Moving markets, healing the sick, cajoling Walgreen’s to lie down with CVS, and Walmart with Target, and Lab Corp with Quest Diagnostics like the young lion and the calf of the Book of Isaiah, pressed—as he is day after day—far beyond the limits of his military-school education, he is a real-estate erector and fake-news barker confronted now with the possible end-of-life situations of tens of millions of people, some of whom, being dead, might not be able to vote for his re-election, depending on where in this country they live.

“I don’t take responsibility at all,” says Donald Trump, referring to everything that has gone wrong heretofore.

RELATED: As coronavirus spreads, Americans need a leader who soothes and unites.
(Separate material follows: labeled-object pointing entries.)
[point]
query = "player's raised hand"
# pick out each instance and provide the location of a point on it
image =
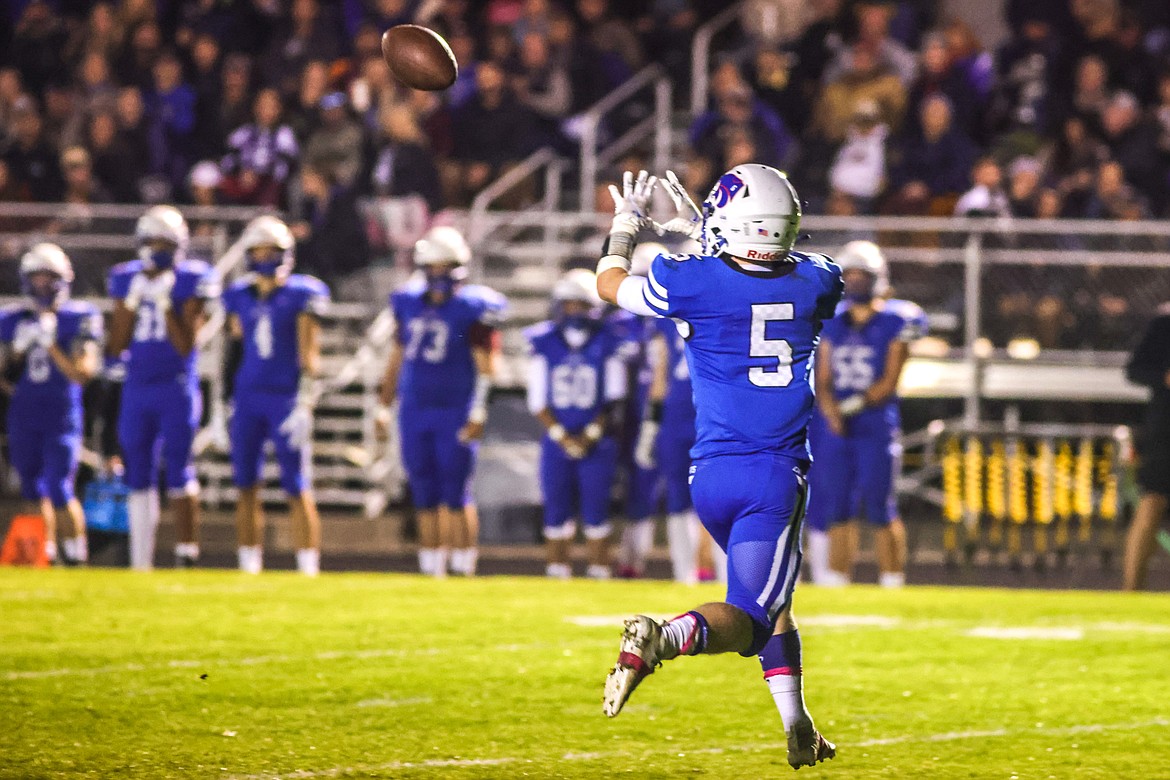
(297, 427)
(632, 202)
(688, 220)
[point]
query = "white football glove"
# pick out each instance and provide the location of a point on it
(297, 427)
(632, 205)
(645, 455)
(688, 220)
(47, 330)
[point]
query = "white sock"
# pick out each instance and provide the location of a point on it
(558, 571)
(252, 559)
(682, 536)
(787, 692)
(816, 552)
(187, 550)
(465, 560)
(142, 510)
(440, 563)
(308, 561)
(598, 572)
(77, 549)
(721, 564)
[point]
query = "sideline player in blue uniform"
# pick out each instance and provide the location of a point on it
(158, 306)
(274, 317)
(56, 343)
(855, 432)
(440, 371)
(751, 309)
(577, 373)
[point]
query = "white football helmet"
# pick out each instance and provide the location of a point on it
(163, 222)
(754, 213)
(268, 230)
(46, 259)
(868, 257)
(644, 255)
(444, 244)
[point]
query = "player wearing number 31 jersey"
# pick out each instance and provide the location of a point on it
(158, 306)
(751, 311)
(273, 313)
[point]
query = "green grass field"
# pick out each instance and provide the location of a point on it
(217, 675)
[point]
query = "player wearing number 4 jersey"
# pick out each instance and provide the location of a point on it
(273, 317)
(577, 372)
(857, 428)
(440, 371)
(54, 343)
(751, 310)
(158, 306)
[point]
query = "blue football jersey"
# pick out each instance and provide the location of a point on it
(859, 356)
(579, 380)
(42, 388)
(679, 405)
(151, 357)
(751, 337)
(272, 358)
(438, 367)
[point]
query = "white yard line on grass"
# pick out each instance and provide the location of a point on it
(263, 660)
(465, 763)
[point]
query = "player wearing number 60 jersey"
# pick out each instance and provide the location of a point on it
(440, 371)
(855, 433)
(751, 310)
(273, 316)
(158, 306)
(55, 344)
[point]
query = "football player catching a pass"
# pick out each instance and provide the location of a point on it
(56, 343)
(274, 319)
(158, 305)
(751, 310)
(440, 371)
(857, 427)
(576, 375)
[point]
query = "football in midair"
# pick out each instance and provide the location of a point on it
(419, 57)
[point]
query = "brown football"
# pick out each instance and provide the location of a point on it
(419, 57)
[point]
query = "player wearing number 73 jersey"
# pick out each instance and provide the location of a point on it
(158, 306)
(273, 313)
(751, 310)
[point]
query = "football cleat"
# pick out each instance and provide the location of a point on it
(640, 653)
(807, 747)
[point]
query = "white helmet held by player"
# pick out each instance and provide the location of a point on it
(162, 223)
(52, 262)
(752, 213)
(864, 256)
(272, 233)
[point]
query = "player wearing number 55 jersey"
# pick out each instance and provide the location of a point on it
(751, 310)
(158, 306)
(440, 371)
(273, 317)
(855, 432)
(577, 371)
(55, 344)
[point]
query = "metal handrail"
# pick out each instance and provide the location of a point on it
(701, 56)
(591, 123)
(130, 212)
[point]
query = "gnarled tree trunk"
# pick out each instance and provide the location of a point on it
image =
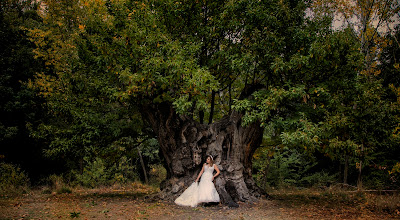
(185, 143)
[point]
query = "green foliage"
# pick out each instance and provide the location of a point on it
(98, 173)
(13, 180)
(286, 167)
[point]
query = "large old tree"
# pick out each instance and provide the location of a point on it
(194, 70)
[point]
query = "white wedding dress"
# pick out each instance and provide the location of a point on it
(200, 192)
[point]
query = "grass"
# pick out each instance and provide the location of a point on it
(337, 199)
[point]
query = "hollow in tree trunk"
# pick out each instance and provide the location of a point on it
(185, 143)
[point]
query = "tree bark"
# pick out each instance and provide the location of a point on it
(346, 169)
(185, 143)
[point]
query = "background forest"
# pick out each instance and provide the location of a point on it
(74, 75)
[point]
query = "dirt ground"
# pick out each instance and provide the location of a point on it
(134, 204)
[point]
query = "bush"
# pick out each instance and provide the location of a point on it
(97, 173)
(13, 180)
(288, 167)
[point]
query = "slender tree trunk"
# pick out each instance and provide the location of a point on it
(266, 169)
(346, 169)
(143, 166)
(359, 180)
(212, 107)
(185, 143)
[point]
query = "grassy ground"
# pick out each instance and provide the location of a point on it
(131, 202)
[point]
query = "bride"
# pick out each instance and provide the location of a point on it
(205, 190)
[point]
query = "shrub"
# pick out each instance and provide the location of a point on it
(13, 180)
(97, 173)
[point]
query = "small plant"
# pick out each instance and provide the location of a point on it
(75, 214)
(47, 191)
(13, 180)
(63, 190)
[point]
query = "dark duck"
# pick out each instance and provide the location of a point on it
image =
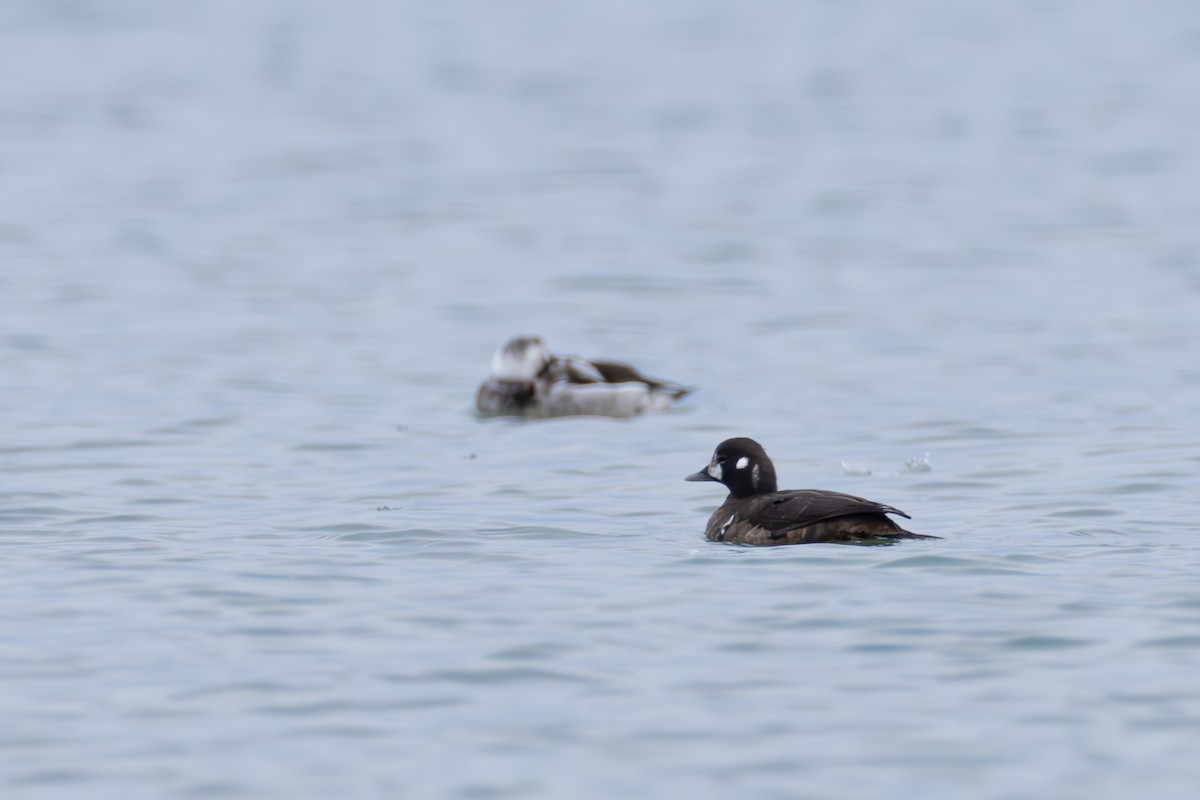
(756, 512)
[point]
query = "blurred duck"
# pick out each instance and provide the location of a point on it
(527, 379)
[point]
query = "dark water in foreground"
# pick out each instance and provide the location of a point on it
(255, 258)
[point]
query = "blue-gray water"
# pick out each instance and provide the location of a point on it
(256, 256)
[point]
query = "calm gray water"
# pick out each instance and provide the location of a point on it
(255, 256)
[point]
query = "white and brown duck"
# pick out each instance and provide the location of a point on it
(527, 379)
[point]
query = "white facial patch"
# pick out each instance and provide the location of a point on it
(520, 359)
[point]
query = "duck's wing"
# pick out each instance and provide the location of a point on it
(801, 507)
(615, 372)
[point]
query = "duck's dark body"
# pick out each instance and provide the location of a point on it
(803, 516)
(757, 513)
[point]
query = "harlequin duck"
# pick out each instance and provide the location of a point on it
(756, 512)
(528, 379)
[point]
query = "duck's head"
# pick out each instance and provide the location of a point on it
(521, 358)
(742, 465)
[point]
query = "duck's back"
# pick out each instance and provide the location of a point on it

Instead, they have Trump.

Over at the empty, evacuated Capitol, Nancy Pelosi has spoken nearly one dozen times in a single day to Steven Mnuchin, Trump’s secretary of the treasury, trying to find common ground between the parties on a package of aid for furloughed workers and impoverished families.

The Speaker of the House comes out of her sanctum and invokes “tens of millions of little children who rely on free and reduced-price lunch.” She says that “the three most important parts of this bill are testing, testing, testing.” Holding the House majority, her Democrats can pass any bill she writes at any moment. But Republicans, cowed and cringing, are waiting for Donald Trump to signal his acquiescence before they take a stand.

In the Rose Garden, Trump swats Pelosi’s proposal (and his own money-man’s best efforts) away like a deerfly.

“I don’t think the Democrats are giving enough,” he says. But he is just Trumping.

“Our nation, our great nation, has faced crises before,” says Nancy Pelosi, but that was before the alpha male of our times moved into the White House. An hour later, she and The Donald—the man whom she impeached but could not extinguish, the president whose paper she shredded in contempt, reach a deal. The markets love it. Is there anything that Donald Trump can’t do?